In response to questions posed by POGO last summer, USAID acknowledged the SBU stamp and explained that it stems from the special agreement between USAID and the Afghan government. USAID further informed POGO that, following the hearing, it provided redacted assessments to the Committee—despite being directed to provide original, unredacted copies.

USAID claims that the redactions, prepared specifically so that hard copies could be released to Members of Congress, excluded both personal identifying information and information that could damage the Afghanistan government (for example, information about critical structural weaknesses that could empower insurgents to attack Afghan computer systems). USAID further claimed that the redactions did not exclude embarrassing information. POGO learned from congressional sources that Members of Congress were invited to view the unredacted assessments, which a USAID spokesperson recently confirmed to USA Today. However, there are still questions about whether the redactions were necessary and whether they included embarrassing information.

POGO received two redacted copies of the same Afghan Ministry of Rural Rehabilitation and Development (MRRD) pre-award assessment conducted by KPMG. One copy was released by SIGAR following a public request. That copy has minimal redactions. The second copy, released by USAID, included multiple redactions. USAID removed all information about the Afghanistan’s government’s lack of a system for “screening…beneficiaries for their possible links with terrorist organizations before signing contracts or providing funds to the suppliers.” While this finding might be embarrassing to USAID, it doesn’t justify being concealed from Congress or the public. SIGAR and Congress have been vehement about preventing money from going to those with terrorist ties.

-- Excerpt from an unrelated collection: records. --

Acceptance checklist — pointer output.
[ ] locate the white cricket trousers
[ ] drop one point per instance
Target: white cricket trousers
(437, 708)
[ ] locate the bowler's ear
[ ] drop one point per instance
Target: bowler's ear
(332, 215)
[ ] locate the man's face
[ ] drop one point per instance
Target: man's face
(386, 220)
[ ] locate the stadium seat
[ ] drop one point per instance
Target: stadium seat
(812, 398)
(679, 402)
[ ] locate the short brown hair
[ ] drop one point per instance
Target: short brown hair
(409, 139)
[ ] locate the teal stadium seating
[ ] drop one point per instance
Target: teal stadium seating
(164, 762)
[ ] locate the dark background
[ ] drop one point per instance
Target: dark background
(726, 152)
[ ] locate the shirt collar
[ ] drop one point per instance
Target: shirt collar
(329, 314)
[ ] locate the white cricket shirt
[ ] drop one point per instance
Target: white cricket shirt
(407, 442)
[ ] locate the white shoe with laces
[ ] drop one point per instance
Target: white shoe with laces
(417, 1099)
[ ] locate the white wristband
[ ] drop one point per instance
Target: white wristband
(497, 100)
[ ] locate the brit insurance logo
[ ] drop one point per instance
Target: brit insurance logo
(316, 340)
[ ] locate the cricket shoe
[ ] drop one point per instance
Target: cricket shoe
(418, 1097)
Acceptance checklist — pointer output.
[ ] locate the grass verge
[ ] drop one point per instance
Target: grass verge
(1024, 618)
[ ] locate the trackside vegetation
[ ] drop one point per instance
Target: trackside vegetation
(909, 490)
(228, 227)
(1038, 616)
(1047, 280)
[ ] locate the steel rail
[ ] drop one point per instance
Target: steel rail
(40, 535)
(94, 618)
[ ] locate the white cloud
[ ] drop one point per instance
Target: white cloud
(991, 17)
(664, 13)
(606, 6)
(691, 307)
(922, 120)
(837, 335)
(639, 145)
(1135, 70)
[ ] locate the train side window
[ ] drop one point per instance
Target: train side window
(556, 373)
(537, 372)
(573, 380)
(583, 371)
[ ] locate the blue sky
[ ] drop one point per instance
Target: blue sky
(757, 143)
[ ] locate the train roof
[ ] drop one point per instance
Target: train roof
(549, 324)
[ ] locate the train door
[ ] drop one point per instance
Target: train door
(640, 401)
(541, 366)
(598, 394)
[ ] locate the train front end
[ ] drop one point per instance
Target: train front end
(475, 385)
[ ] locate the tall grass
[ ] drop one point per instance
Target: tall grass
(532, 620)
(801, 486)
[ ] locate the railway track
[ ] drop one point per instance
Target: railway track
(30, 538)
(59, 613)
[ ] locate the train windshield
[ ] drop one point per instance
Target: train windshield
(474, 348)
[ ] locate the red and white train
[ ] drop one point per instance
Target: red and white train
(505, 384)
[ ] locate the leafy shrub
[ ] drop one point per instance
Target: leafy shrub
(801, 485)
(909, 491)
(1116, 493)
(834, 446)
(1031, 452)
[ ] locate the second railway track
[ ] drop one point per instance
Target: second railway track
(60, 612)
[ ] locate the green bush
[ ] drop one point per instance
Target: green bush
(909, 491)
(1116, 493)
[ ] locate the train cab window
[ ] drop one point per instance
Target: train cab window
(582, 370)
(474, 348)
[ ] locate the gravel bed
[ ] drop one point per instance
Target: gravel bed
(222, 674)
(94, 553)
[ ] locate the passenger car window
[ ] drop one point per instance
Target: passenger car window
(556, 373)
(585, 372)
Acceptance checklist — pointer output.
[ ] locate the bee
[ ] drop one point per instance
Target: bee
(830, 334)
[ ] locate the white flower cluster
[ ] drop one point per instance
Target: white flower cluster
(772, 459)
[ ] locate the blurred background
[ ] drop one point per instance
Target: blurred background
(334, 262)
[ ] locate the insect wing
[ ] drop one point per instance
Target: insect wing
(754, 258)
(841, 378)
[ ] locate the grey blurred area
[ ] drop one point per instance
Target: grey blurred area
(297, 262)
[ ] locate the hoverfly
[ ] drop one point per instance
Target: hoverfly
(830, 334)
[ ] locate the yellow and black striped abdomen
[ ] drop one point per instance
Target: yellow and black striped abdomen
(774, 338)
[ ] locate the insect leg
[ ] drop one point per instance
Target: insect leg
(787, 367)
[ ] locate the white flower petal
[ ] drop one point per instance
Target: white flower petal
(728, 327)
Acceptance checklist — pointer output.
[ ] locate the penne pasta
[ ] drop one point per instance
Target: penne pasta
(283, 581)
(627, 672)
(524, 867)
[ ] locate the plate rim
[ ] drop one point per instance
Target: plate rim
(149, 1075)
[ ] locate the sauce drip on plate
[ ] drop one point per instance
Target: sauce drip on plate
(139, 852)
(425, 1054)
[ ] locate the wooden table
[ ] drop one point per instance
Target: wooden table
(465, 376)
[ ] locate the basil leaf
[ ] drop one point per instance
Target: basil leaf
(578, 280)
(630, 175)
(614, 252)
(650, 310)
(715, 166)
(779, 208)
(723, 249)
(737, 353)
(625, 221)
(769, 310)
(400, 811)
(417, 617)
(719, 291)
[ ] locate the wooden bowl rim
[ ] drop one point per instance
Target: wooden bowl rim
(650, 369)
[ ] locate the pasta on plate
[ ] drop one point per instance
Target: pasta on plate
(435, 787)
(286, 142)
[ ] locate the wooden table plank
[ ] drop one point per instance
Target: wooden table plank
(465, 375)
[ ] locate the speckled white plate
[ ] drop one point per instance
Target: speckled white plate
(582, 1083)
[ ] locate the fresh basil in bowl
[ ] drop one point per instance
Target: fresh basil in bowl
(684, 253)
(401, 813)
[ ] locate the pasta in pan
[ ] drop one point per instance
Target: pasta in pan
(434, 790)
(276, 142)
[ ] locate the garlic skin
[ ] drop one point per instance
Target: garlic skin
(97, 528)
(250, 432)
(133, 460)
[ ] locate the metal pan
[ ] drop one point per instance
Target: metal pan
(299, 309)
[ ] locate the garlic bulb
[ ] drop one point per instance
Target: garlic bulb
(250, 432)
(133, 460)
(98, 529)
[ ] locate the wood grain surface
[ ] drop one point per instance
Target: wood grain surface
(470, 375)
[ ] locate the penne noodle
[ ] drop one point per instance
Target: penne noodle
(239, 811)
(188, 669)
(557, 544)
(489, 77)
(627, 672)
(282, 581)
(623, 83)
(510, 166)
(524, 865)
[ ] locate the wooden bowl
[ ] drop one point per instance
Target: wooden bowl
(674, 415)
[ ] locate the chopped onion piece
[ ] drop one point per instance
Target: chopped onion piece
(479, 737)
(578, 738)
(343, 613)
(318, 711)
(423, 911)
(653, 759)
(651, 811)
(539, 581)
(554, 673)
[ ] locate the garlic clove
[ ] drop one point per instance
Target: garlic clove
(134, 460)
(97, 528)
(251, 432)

USAID should stop stonewalling and give SIGAR, Congress, and the public comprehensive information about its Afghan spending and failures. During last week’s hearing (1:24:09 – 1:29:34), the issue of coming clean to Congress came up. Sopko asked the Committee Members if they had received unredacted copies of the Stage 2 Assessments, which he claimed were very “damming” and “important” to everyone working to ensure there was no loss of direct assistance money in Afghanistan. The answer from the Members was unclear, but Chairman Jason Chaffetz (R-UT) responded that he was concerned that the Committee has to pry information from USAID, which he stated wasn’t being forthright.

Aimee Thomson, a legal intern in 2013, contributed to this article.